Data-driven Intelligent Systems Laboratory, College of Information Engineering, Zhejiang University of Technology, Hangzhou 310023, China.
Key Laboratory of Advanced Perception and Intelligent Control of High-end Equipment, Ministry of Education, Anhui Polytechnic University, Wuhu 241000, Anhui Province, China.
Comput Intell Neurosci. 2021 Aug 19;2021:3576783. doi: 10.1155/2021/3576783. eCollection 2021.
In this article, a singularity-free terminal sliding mode (SFTSM) control scheme based on the radial basis function neural network (RBFNN) is proposed for the quadrotor unmanned aerial vehicles (QUAVs) under the presence of inertia uncertainties and external disturbances. Firstly, a singularity-free terminal sliding mode surface (SFTSMS) is constructed to achieve the finite-time convergence without any piecewise continuous function. Then, the adaptive finite-time control is designed with an auxiliary function to avoid the singularity in the error-related inverse matrix. Moreover, the RBFNN and extended state observer (ESO) are introduced to estimate the unknown disturbances, respectively, such that prior knowledge on system model uncertainties is not required for designing attitude controllers. Finally, the attitude and angular velocity errors are finite-time uniformly ultimately bounded (FTUUB), and numerical simulations illustrated the satisfactory performance of the designed control scheme.

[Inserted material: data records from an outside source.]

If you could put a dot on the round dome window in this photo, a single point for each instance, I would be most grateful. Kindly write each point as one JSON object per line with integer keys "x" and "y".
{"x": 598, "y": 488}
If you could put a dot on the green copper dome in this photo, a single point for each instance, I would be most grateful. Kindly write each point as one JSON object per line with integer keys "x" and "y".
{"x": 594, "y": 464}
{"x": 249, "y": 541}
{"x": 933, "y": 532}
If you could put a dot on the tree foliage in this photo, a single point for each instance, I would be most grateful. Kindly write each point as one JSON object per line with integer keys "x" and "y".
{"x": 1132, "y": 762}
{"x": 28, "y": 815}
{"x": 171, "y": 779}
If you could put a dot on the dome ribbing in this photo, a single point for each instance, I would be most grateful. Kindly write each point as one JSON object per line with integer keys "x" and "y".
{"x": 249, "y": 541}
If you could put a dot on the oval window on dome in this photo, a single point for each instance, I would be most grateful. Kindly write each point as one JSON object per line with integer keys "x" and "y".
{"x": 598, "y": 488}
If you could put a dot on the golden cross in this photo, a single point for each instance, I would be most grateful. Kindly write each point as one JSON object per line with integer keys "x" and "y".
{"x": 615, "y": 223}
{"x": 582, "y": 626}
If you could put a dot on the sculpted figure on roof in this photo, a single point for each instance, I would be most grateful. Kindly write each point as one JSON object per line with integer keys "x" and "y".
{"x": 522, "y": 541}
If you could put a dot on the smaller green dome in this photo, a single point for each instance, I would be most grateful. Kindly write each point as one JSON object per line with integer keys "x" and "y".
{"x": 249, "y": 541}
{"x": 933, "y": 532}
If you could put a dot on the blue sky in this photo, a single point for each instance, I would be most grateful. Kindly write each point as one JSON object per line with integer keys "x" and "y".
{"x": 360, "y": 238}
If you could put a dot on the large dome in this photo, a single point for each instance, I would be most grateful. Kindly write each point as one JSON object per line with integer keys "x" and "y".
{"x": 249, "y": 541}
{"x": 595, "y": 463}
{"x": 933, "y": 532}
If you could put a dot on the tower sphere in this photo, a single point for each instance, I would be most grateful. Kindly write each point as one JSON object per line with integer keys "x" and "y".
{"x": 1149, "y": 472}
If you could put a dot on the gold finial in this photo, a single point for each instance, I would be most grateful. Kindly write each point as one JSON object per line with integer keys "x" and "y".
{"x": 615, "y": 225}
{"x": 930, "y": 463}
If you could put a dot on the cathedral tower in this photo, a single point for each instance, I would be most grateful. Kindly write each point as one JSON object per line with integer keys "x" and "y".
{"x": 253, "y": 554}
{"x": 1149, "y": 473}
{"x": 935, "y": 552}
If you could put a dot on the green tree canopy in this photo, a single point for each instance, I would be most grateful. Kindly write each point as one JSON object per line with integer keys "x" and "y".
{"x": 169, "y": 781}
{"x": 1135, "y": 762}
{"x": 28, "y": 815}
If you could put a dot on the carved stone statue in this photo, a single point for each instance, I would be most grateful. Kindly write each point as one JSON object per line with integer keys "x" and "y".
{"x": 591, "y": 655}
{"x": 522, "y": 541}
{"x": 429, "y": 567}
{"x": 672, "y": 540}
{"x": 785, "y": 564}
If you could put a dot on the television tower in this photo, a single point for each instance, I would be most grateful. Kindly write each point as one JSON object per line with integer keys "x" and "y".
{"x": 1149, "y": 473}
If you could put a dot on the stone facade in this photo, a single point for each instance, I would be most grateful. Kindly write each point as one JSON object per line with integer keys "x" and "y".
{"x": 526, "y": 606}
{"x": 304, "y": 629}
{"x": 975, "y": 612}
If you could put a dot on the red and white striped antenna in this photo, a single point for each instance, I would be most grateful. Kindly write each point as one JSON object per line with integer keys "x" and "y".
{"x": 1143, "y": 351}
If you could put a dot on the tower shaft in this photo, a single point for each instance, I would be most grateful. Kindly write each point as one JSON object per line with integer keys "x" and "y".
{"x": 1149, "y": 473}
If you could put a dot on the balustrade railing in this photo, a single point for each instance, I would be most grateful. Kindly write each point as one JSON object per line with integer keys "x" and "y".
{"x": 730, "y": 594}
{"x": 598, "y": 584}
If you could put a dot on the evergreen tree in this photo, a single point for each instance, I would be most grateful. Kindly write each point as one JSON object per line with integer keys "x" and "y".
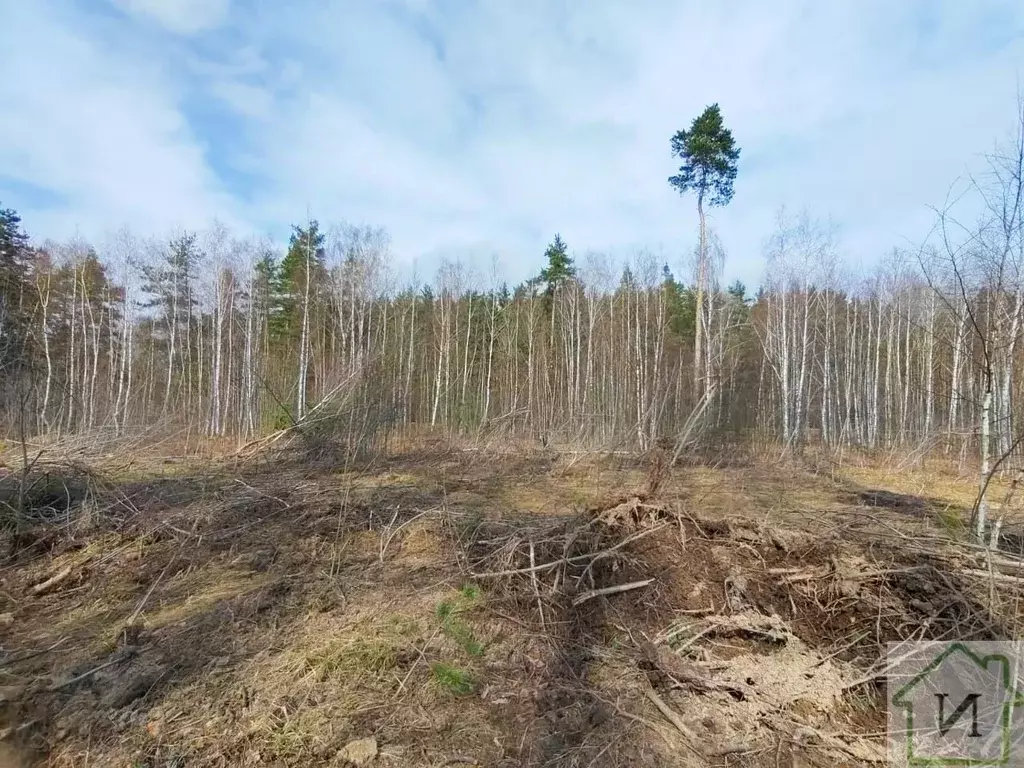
{"x": 305, "y": 246}
{"x": 13, "y": 287}
{"x": 559, "y": 269}
{"x": 710, "y": 155}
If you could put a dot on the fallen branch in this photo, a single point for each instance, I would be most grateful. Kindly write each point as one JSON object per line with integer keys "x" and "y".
{"x": 585, "y": 596}
{"x": 52, "y": 582}
{"x": 994, "y": 576}
{"x": 671, "y": 715}
{"x": 567, "y": 560}
{"x": 118, "y": 658}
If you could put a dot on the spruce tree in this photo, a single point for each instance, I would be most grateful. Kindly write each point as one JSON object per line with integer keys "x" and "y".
{"x": 710, "y": 155}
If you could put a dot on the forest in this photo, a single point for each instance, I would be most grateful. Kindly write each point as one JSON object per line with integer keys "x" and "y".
{"x": 231, "y": 335}
{"x": 292, "y": 505}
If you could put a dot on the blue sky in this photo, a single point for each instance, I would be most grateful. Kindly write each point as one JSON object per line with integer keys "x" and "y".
{"x": 475, "y": 129}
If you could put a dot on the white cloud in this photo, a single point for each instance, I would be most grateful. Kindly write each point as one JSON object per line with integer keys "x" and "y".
{"x": 101, "y": 135}
{"x": 494, "y": 125}
{"x": 181, "y": 16}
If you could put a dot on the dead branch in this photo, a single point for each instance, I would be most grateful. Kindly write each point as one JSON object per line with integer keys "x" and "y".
{"x": 53, "y": 581}
{"x": 584, "y": 597}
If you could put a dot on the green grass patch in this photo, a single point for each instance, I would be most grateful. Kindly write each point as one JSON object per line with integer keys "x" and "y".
{"x": 449, "y": 612}
{"x": 455, "y": 681}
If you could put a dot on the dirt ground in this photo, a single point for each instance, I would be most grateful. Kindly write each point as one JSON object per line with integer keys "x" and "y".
{"x": 449, "y": 606}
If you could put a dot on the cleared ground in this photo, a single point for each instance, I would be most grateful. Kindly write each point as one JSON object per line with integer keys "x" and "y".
{"x": 452, "y": 606}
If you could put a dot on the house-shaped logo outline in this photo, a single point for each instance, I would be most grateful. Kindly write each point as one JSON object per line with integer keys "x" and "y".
{"x": 1016, "y": 698}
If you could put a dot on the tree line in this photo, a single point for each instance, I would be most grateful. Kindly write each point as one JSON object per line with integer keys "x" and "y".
{"x": 237, "y": 337}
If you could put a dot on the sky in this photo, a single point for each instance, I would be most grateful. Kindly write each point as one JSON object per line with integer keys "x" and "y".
{"x": 475, "y": 130}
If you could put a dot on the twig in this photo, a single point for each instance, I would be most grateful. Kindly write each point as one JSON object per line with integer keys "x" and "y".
{"x": 584, "y": 597}
{"x": 537, "y": 588}
{"x": 117, "y": 659}
{"x": 564, "y": 560}
{"x": 32, "y": 653}
{"x": 671, "y": 715}
{"x": 394, "y": 532}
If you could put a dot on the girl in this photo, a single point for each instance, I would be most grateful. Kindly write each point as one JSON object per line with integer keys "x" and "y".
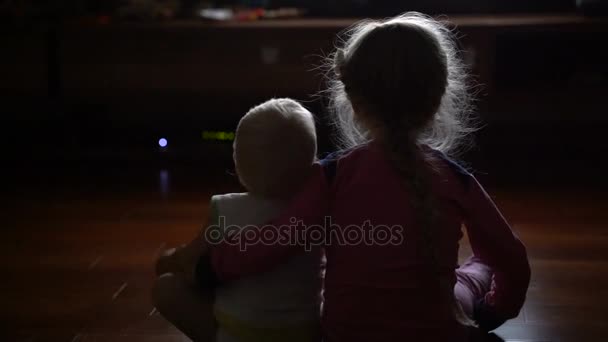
{"x": 400, "y": 106}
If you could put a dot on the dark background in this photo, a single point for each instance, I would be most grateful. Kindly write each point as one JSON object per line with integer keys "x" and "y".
{"x": 84, "y": 84}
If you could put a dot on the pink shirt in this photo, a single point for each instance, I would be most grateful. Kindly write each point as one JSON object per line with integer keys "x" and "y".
{"x": 379, "y": 292}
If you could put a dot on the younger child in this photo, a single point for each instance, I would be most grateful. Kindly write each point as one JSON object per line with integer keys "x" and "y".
{"x": 274, "y": 150}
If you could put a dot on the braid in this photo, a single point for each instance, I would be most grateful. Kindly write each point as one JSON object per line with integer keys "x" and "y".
{"x": 413, "y": 165}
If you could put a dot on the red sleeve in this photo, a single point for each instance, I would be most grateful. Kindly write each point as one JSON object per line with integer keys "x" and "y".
{"x": 493, "y": 241}
{"x": 250, "y": 252}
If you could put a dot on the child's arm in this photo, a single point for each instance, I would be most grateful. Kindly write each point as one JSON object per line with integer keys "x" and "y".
{"x": 239, "y": 255}
{"x": 493, "y": 241}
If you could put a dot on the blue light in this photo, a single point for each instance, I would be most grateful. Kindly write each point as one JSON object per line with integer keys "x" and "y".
{"x": 163, "y": 142}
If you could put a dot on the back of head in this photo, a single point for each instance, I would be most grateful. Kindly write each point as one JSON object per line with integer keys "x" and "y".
{"x": 400, "y": 77}
{"x": 275, "y": 147}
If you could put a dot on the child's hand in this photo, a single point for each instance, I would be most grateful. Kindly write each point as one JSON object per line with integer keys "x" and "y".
{"x": 168, "y": 262}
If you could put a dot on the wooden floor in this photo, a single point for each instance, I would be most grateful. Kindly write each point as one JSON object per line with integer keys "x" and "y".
{"x": 78, "y": 251}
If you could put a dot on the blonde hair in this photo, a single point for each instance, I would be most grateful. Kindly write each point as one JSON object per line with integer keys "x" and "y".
{"x": 400, "y": 82}
{"x": 275, "y": 147}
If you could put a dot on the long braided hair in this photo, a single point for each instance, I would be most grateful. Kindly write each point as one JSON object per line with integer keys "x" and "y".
{"x": 401, "y": 83}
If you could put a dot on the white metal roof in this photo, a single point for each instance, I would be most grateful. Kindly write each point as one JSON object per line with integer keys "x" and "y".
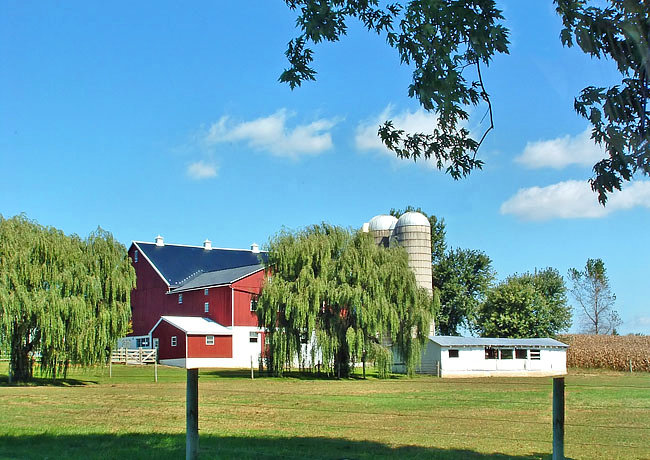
{"x": 412, "y": 218}
{"x": 453, "y": 341}
{"x": 382, "y": 222}
{"x": 195, "y": 325}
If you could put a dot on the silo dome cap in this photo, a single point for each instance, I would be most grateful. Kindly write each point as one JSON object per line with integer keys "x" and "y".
{"x": 412, "y": 218}
{"x": 382, "y": 222}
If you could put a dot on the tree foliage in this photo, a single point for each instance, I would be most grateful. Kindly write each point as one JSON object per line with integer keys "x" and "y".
{"x": 528, "y": 305}
{"x": 591, "y": 289}
{"x": 61, "y": 298}
{"x": 446, "y": 42}
{"x": 619, "y": 31}
{"x": 463, "y": 277}
{"x": 344, "y": 295}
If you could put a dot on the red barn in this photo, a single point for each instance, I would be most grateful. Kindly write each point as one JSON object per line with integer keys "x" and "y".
{"x": 197, "y": 294}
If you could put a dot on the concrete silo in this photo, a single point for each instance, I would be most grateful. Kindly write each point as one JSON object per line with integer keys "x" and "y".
{"x": 413, "y": 232}
{"x": 382, "y": 227}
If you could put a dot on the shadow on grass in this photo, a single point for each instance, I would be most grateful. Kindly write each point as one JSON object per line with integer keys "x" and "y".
{"x": 161, "y": 446}
{"x": 46, "y": 381}
{"x": 296, "y": 375}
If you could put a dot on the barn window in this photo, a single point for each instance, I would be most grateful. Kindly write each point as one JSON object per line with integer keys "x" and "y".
{"x": 506, "y": 353}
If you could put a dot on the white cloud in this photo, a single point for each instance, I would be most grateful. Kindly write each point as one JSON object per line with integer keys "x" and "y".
{"x": 272, "y": 134}
{"x": 561, "y": 152}
{"x": 420, "y": 121}
{"x": 642, "y": 320}
{"x": 573, "y": 199}
{"x": 200, "y": 170}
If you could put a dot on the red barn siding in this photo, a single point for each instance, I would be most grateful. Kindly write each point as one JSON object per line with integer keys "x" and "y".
{"x": 222, "y": 348}
{"x": 150, "y": 300}
{"x": 220, "y": 305}
{"x": 245, "y": 290}
{"x": 163, "y": 333}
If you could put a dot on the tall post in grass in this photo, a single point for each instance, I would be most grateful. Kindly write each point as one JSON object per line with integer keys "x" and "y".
{"x": 192, "y": 415}
{"x": 558, "y": 418}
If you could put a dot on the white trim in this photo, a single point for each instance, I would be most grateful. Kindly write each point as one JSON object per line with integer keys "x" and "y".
{"x": 201, "y": 247}
{"x": 169, "y": 320}
{"x": 142, "y": 253}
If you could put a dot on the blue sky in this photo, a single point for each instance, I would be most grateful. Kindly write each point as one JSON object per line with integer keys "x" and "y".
{"x": 163, "y": 118}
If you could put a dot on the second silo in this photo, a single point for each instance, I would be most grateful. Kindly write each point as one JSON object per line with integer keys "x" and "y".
{"x": 381, "y": 227}
{"x": 413, "y": 232}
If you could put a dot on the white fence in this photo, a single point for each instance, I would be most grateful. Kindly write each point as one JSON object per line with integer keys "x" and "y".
{"x": 134, "y": 356}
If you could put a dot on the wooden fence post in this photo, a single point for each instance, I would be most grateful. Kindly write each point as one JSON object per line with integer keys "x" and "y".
{"x": 192, "y": 415}
{"x": 558, "y": 418}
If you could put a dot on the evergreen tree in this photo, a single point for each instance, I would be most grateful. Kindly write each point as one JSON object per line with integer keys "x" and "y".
{"x": 347, "y": 295}
{"x": 61, "y": 298}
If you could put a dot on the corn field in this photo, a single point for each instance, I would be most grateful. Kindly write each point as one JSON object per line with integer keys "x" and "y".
{"x": 608, "y": 351}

本文针对存在惯性不确定性和外部干扰的四旋翼无人机 (QUAVs),提出了一种基于径向基函数神经网络 (RBFNN) 的无奇异终端滑模 (SFTSM) 控制方案。首先,构建了无奇异终端滑模面 (SFTSMS),以实现无需任何分段连续函数的有限时间收敛。然后,设计了自适应有限时间控制,采用辅助函数避免误差相关逆矩阵中的奇点。此外,引入 RBFNN 和扩展状态观测器 (ESO) 分别对未知干扰进行估计,因此在设计姿态控制器时不需要系统模型不确定性的先验知识。最后,姿态和角速度误差是有限时间一致最终有界 (FTUUB) 的,数值仿真表明所设计的控制方案具有令人满意的性能。